Sync timers are impacted by the imbalance of the algorithm part which precedes it:

  • Particles

  • Sync Densities

  • Maxwell

  • Sync Particles

  • Sync Fields

Use again the performances diagnostic to monitor the evolution of the regions and their computational load.


Realistic configuration

Note

To get familiar with Smilei’s domain decomposition, distributed and shared memory parallelism, we did not consider the NUMA (non uniform memory access) aspect of most supercomputers. Indeed, a node is generally composed of several sockets which own many cores each.
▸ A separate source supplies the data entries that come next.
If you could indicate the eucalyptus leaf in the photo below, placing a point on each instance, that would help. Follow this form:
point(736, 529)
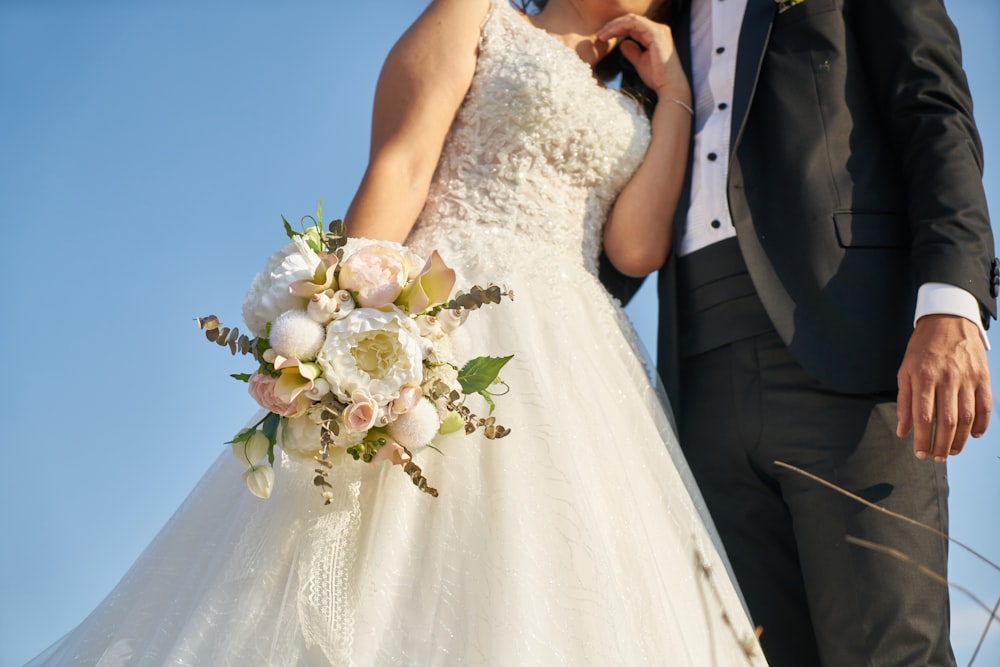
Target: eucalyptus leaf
point(479, 373)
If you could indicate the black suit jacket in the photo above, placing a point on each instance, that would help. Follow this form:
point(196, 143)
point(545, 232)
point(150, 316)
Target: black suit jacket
point(855, 176)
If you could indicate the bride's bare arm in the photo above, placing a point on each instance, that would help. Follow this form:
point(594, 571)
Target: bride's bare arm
point(423, 82)
point(639, 231)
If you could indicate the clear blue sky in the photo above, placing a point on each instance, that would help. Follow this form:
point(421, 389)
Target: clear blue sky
point(147, 150)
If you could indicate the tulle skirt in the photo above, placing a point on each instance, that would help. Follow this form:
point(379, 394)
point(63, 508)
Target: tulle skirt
point(578, 539)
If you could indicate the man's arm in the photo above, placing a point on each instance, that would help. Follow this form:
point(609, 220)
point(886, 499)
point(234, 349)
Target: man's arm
point(913, 60)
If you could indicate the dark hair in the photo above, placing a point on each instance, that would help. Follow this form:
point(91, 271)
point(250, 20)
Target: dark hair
point(615, 64)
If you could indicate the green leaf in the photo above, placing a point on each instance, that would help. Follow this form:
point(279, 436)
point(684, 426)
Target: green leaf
point(488, 397)
point(242, 436)
point(477, 375)
point(269, 425)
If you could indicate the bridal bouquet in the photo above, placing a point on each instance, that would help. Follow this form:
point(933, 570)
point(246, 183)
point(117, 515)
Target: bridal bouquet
point(353, 341)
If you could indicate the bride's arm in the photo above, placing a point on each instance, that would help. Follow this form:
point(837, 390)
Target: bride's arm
point(639, 231)
point(423, 82)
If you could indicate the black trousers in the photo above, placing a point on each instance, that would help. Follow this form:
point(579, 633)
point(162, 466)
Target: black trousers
point(820, 600)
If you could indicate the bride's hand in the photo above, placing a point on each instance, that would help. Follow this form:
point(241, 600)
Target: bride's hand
point(649, 46)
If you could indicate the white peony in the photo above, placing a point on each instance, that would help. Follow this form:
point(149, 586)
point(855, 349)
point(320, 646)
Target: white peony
point(295, 335)
point(375, 351)
point(355, 244)
point(268, 295)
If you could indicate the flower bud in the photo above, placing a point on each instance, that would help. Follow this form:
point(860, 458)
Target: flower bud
point(260, 480)
point(250, 451)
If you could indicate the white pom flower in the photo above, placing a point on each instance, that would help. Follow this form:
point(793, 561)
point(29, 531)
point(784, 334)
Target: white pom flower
point(268, 295)
point(295, 335)
point(416, 427)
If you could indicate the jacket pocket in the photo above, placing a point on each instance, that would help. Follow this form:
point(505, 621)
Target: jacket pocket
point(871, 229)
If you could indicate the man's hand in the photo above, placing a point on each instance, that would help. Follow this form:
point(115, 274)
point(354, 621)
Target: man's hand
point(944, 386)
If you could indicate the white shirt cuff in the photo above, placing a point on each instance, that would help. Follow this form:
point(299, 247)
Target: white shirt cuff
point(945, 299)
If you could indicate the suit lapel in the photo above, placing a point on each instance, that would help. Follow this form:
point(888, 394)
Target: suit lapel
point(753, 40)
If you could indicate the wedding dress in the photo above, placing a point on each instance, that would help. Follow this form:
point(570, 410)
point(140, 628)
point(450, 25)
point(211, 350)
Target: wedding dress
point(579, 539)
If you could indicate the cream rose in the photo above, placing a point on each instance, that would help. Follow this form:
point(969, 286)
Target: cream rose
point(374, 351)
point(261, 387)
point(376, 274)
point(362, 413)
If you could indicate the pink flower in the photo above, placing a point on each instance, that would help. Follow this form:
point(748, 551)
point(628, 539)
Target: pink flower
point(261, 387)
point(362, 413)
point(377, 274)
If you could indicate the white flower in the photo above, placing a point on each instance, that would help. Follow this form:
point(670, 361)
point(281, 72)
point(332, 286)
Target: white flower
point(268, 295)
point(296, 335)
point(446, 373)
point(250, 451)
point(320, 389)
point(330, 305)
point(260, 480)
point(373, 351)
point(416, 427)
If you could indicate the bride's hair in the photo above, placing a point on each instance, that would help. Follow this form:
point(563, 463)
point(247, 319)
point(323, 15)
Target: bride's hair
point(615, 64)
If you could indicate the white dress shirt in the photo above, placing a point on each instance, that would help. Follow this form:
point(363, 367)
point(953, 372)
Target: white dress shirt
point(715, 30)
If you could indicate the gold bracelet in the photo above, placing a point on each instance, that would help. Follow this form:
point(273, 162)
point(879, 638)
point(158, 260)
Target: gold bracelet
point(682, 104)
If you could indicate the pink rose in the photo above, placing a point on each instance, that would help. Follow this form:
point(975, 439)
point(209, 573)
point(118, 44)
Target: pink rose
point(377, 274)
point(261, 387)
point(362, 413)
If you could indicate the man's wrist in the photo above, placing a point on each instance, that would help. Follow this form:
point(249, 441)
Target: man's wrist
point(945, 299)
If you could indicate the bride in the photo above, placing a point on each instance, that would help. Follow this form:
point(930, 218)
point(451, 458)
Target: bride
point(576, 540)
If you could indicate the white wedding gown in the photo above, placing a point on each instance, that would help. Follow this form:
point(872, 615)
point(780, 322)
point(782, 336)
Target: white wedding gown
point(577, 540)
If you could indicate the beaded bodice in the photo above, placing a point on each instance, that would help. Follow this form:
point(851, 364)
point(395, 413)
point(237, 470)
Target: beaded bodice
point(536, 156)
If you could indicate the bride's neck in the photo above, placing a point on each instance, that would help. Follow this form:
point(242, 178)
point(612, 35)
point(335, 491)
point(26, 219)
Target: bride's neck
point(563, 20)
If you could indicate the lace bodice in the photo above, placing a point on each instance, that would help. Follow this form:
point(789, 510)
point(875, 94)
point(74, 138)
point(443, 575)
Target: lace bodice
point(536, 156)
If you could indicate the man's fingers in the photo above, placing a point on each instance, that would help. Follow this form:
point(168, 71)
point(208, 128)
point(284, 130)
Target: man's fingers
point(947, 422)
point(904, 406)
point(984, 407)
point(923, 420)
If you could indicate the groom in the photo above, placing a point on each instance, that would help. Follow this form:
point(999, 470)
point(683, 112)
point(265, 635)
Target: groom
point(826, 307)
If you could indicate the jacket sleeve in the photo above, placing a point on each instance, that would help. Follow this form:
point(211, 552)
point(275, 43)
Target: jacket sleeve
point(913, 62)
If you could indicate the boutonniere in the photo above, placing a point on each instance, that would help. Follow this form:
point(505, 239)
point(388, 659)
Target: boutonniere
point(785, 5)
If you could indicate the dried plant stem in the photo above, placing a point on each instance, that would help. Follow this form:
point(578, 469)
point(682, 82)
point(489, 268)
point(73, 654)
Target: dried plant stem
point(986, 630)
point(888, 512)
point(900, 556)
point(747, 643)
Cores have privileged access to the memory associated to it socket.

In general, supercomputers should be adressed with both:

  • MPI: to go through nodes and sockets (to enhance memory affinity),

  • OpenMP: to feed threads and minimize imbalance

The following example uses 2 MPI processes with 8 threads each:

export OMP_NUM_THREADS=8
mpirun -np 2 smilei beam_2d.py

Between processes, threads, and the number of patches, there are many ways the simulation performances can be modified. There is no general rule for finding the optimal configuration, so we recommend trying several options.